If you use an antivirus and security suite like Avast Antivirus, you’ll find that it comes bundled with an automatic scan system for outdated software. This is virtually the same thing that SUMo does, but it actually doesn’t provide all of the same features that you’ll get with the latter. SUMo doesn’t just check your installed programs; it also looks over your computer’s drivers, which is of critical importance for the same reasons. Of course, swapping to a different piece of security software might seem like a drastic step, when you just want a software update monitor. There are other applications that do almost all of what SUMo does, that are also standalone.
- Software Informer is one such option that quite a few users choose to install, and it performs many of the same tasks as SUMo. It’s primarily an application monitor that checks to see when your apps are out-of-date, but it goes a few steps beyond that, too. You’ll be able to get comments and feedback from other users on the same software platforms that you use, and when it’s possible, Software Informer will give you links for the updated versions of your programs.
- If you’re looking for software that will just update your computer’s drivers, without bothering with anything else, SlimDrivers is a strong solution. It catalogs the software drivers being used by your machine, and regularly checks them for newer versions. It’s fast, lightweight, and easily operates in the background without clogging down your startup or productivity processes. It’s useful for those who prefer manual management of their everyday software, but don’t want to bother keeping track of all the necessary hardware drivers operating on their computer, at any given time.
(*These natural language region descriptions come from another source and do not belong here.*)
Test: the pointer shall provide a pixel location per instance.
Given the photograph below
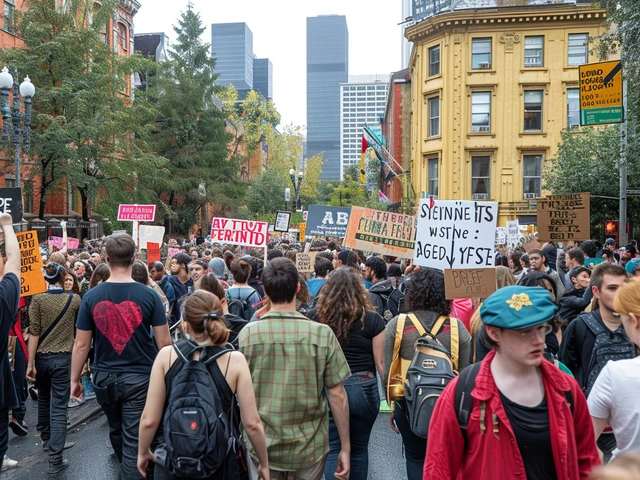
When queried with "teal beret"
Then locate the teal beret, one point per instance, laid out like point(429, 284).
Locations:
point(516, 307)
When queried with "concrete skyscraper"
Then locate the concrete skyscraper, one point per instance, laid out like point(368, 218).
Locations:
point(327, 68)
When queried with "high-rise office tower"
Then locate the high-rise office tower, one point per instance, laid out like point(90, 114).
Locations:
point(327, 67)
point(232, 45)
point(263, 77)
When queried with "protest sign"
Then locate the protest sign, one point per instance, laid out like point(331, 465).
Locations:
point(151, 233)
point(136, 213)
point(282, 222)
point(562, 218)
point(455, 234)
point(305, 262)
point(31, 278)
point(239, 232)
point(325, 221)
point(384, 233)
point(469, 283)
point(153, 252)
point(11, 203)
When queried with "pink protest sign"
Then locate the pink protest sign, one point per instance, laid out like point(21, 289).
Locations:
point(136, 213)
point(239, 232)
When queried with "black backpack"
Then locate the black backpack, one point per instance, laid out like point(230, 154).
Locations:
point(197, 431)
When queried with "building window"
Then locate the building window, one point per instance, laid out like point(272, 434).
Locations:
point(481, 177)
point(533, 51)
point(481, 112)
point(533, 111)
point(578, 48)
point(573, 108)
point(433, 176)
point(434, 117)
point(532, 167)
point(434, 60)
point(481, 53)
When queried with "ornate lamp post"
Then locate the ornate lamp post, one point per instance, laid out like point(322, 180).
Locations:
point(13, 116)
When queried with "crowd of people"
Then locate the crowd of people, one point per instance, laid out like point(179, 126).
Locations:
point(221, 364)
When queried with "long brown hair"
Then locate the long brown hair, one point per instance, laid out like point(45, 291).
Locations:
point(343, 300)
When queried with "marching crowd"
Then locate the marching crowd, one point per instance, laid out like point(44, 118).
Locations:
point(220, 364)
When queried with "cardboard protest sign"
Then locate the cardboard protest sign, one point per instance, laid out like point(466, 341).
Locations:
point(325, 221)
point(31, 278)
point(153, 252)
point(384, 233)
point(455, 234)
point(151, 233)
point(305, 262)
point(562, 218)
point(282, 222)
point(239, 232)
point(11, 202)
point(469, 283)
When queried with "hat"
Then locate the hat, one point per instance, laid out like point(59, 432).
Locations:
point(218, 267)
point(517, 307)
point(632, 265)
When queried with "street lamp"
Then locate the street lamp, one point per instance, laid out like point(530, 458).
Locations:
point(296, 186)
point(21, 131)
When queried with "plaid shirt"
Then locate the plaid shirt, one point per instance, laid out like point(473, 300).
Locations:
point(292, 359)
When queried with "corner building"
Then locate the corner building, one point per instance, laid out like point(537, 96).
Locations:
point(492, 90)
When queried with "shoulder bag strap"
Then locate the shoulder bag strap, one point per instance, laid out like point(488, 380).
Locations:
point(56, 321)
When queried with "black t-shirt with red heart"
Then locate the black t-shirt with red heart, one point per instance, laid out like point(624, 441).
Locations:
point(121, 316)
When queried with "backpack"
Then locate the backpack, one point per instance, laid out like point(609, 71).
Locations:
point(241, 307)
point(432, 368)
point(197, 431)
point(608, 346)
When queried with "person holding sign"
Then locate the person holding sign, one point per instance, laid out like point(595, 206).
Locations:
point(10, 295)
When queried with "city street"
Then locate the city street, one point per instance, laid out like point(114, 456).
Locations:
point(92, 458)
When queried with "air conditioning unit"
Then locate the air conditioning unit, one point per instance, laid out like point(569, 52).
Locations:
point(480, 196)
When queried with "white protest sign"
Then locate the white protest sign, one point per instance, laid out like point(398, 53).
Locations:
point(455, 234)
point(151, 233)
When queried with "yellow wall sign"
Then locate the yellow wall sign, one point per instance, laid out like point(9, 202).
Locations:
point(601, 93)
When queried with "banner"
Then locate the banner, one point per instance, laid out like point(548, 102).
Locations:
point(564, 217)
point(239, 232)
point(384, 233)
point(31, 278)
point(11, 202)
point(455, 234)
point(324, 221)
point(151, 233)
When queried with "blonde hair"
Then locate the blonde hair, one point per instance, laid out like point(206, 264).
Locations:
point(627, 299)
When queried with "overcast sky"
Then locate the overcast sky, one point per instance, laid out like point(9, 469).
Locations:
point(279, 33)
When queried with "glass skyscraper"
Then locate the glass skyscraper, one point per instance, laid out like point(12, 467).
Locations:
point(327, 68)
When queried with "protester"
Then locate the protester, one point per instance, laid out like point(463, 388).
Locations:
point(203, 323)
point(52, 318)
point(524, 417)
point(298, 359)
point(344, 306)
point(122, 313)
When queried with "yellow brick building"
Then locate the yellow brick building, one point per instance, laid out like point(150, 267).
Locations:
point(492, 90)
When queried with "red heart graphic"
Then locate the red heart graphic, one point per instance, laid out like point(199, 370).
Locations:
point(117, 322)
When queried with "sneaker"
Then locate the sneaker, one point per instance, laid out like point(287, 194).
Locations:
point(8, 464)
point(18, 427)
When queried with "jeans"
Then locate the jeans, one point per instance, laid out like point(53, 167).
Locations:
point(415, 448)
point(53, 378)
point(122, 397)
point(364, 405)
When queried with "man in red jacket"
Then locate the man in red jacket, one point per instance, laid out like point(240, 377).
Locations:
point(523, 417)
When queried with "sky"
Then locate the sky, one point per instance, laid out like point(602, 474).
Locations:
point(279, 33)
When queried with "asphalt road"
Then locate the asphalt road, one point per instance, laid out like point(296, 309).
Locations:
point(92, 458)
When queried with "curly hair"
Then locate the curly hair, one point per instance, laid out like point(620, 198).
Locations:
point(425, 291)
point(342, 302)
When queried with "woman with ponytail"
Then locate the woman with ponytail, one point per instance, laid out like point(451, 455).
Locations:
point(205, 327)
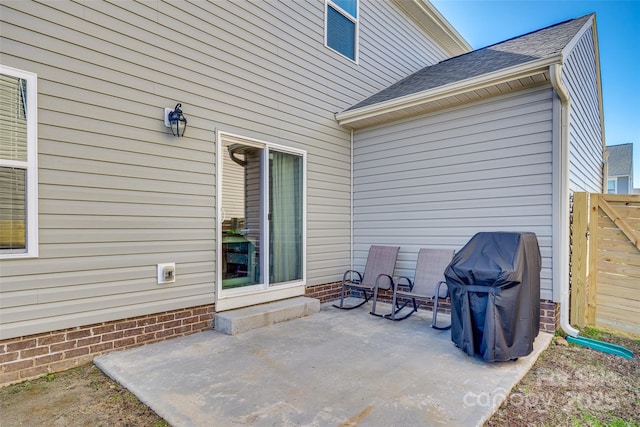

To sum up our review of SUMo — does it work? Absolutely, but unless users want to be disappointed, they should make sure that the tasks it performs are what they’re actually looking to take advantage of. SUMo will monitor the software on your computer and tell you when it’s outdated, but it will not update that software automatically. Few programs will, however, and thus SUMo is one among many suitable choices for monitoring software and drivers for your machine.